Il est évident qu’il y a ainssi contradiction entre ces croyances d’Erdogan, avec le soutien implicite pour l’action apocalyptique de Daesh que cela implique, et les “intérêts économiques” de la séduisante famille Erdogan, selon la même argumentation que précédemment où ils se trouvent menacés par les réactions après l’attaque 11/13...

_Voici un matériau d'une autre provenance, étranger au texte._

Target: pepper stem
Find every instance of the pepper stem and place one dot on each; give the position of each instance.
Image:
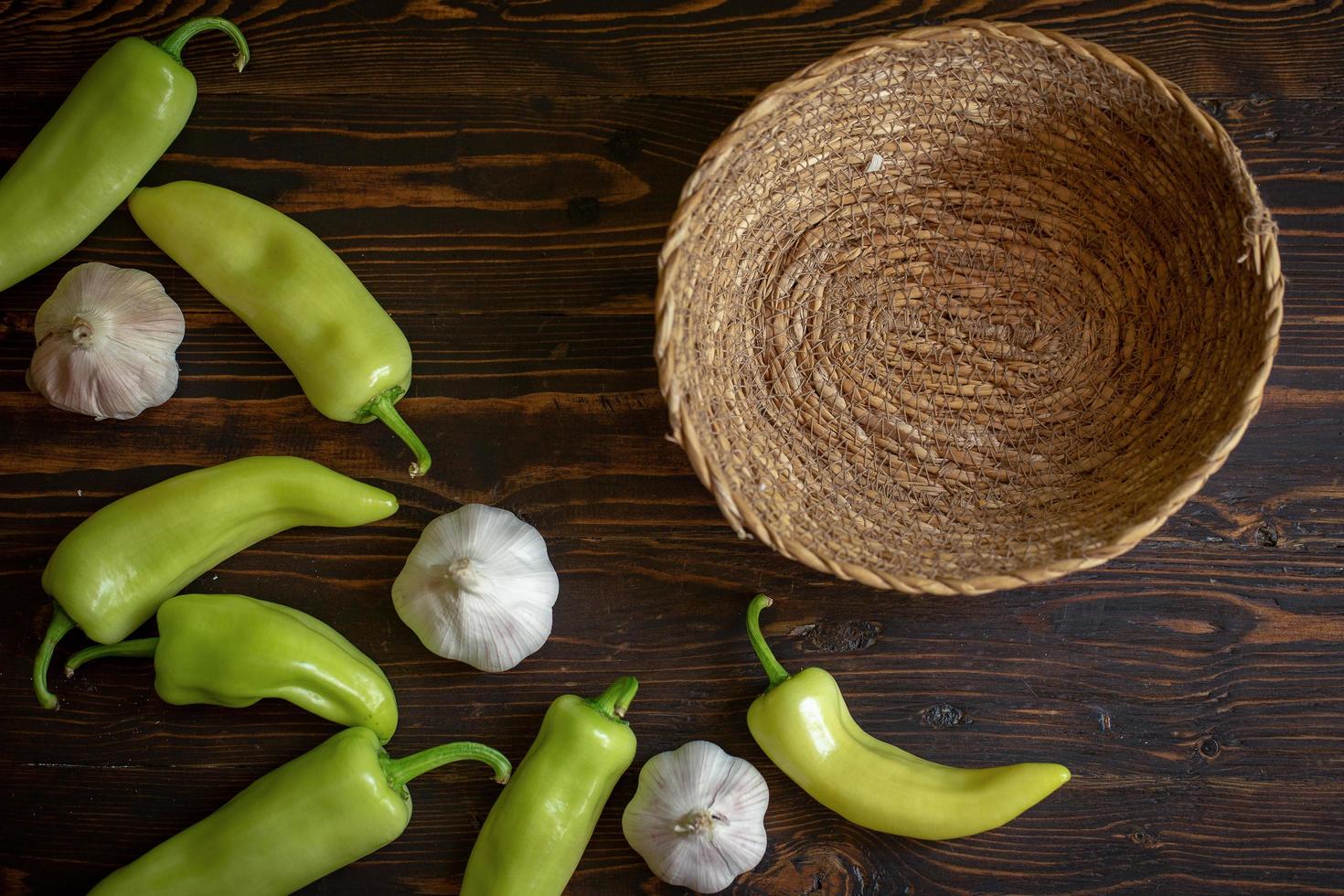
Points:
(137, 647)
(174, 43)
(773, 670)
(57, 629)
(383, 409)
(615, 700)
(402, 772)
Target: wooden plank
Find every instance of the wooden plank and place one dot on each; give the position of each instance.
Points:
(691, 48)
(502, 176)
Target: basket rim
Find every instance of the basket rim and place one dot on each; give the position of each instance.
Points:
(1264, 252)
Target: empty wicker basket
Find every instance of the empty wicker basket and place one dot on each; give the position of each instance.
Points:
(965, 308)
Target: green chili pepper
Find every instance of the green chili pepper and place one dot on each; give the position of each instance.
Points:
(112, 572)
(112, 128)
(231, 650)
(804, 726)
(540, 825)
(349, 357)
(312, 816)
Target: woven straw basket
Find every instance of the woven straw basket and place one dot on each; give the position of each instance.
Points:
(965, 308)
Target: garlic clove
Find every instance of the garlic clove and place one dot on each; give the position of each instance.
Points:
(698, 817)
(479, 587)
(106, 343)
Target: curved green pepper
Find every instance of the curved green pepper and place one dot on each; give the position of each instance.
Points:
(804, 726)
(112, 128)
(112, 572)
(540, 825)
(349, 357)
(312, 816)
(231, 650)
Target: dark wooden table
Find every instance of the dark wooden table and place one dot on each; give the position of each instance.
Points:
(500, 175)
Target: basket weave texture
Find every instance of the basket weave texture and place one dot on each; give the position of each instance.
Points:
(965, 308)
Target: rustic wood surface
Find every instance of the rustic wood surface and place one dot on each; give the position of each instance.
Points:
(500, 175)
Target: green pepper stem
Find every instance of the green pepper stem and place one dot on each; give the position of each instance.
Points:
(615, 700)
(174, 43)
(402, 772)
(383, 409)
(773, 670)
(137, 647)
(57, 629)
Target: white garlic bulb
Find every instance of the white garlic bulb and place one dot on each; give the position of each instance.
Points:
(106, 343)
(479, 587)
(698, 817)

Et alors, dira-t-on, puisque “désordre colossal et furieux” il y a, c’est-à-dire Grand Désordre ? Certes, poursuivra-t-on, mais la question devient : quel effet cette contradiction intra-erdoganienne aura-t-elle sur le comportement de la Turquie après le coup du Su-24 et vis-à-vis de l’OTAN, et face à une Russie dont la détermination en Syrie même, sur la frontière de la Turquie notamment, est désormais un fait stratégique et psychologique de première importance ? Quel effet, également, sur le comportement de la Turquie par rapport à Daesh (on n’ose dire ni “pour” ni “contre” tant la situation est complexe) dès lors que la coalition anti-Daesh, – on parle de la sérieuse, pas celle des comiques-troupiers, – semble se dessiner avec un axe France-Russie après la visite de Hollande à Moscou qui semble avoir été plutôt fructueuse ? Cela placerait l’OTAN dans une étrange situation où un ennemi juré de Daesh (la France) siègerait en face des gestionnaires-financiers de Daesh (la Turquie). Quel effet, puisque Erdogan, par ses convictions et ses intérêts est autant partisan d’un Daesh à l’anti-stratégie apocalyptique qu’un Daesh économiquement avisé restant dans les bornes sirakiennes qui permettent aux USA de poursuivre leur narrative-tambouille AMG (“Assad-Must-Go”) à laquelle Obama sacrifie une fois par semaine ?

Cherchez une manœuvre si vous voulez, annoncez un vainqueur si vous en avez l’intuition raisonnée, mais n’oubliez jamais que là-dessus règne, impérial et indéracinable, impénétrable et énigmatique, le formidable Grand-Désordre de la transformation de la surpuissance du Système en autodestruction. Même le “Calife-à-la-place-du-Calife“ et le fiston diplômé de plusieurs superbes universités américanistes n’y ont pas pris garde, et la planification de l’OTAN se trouve elle-même réduite à planifier son incompréhension du monde.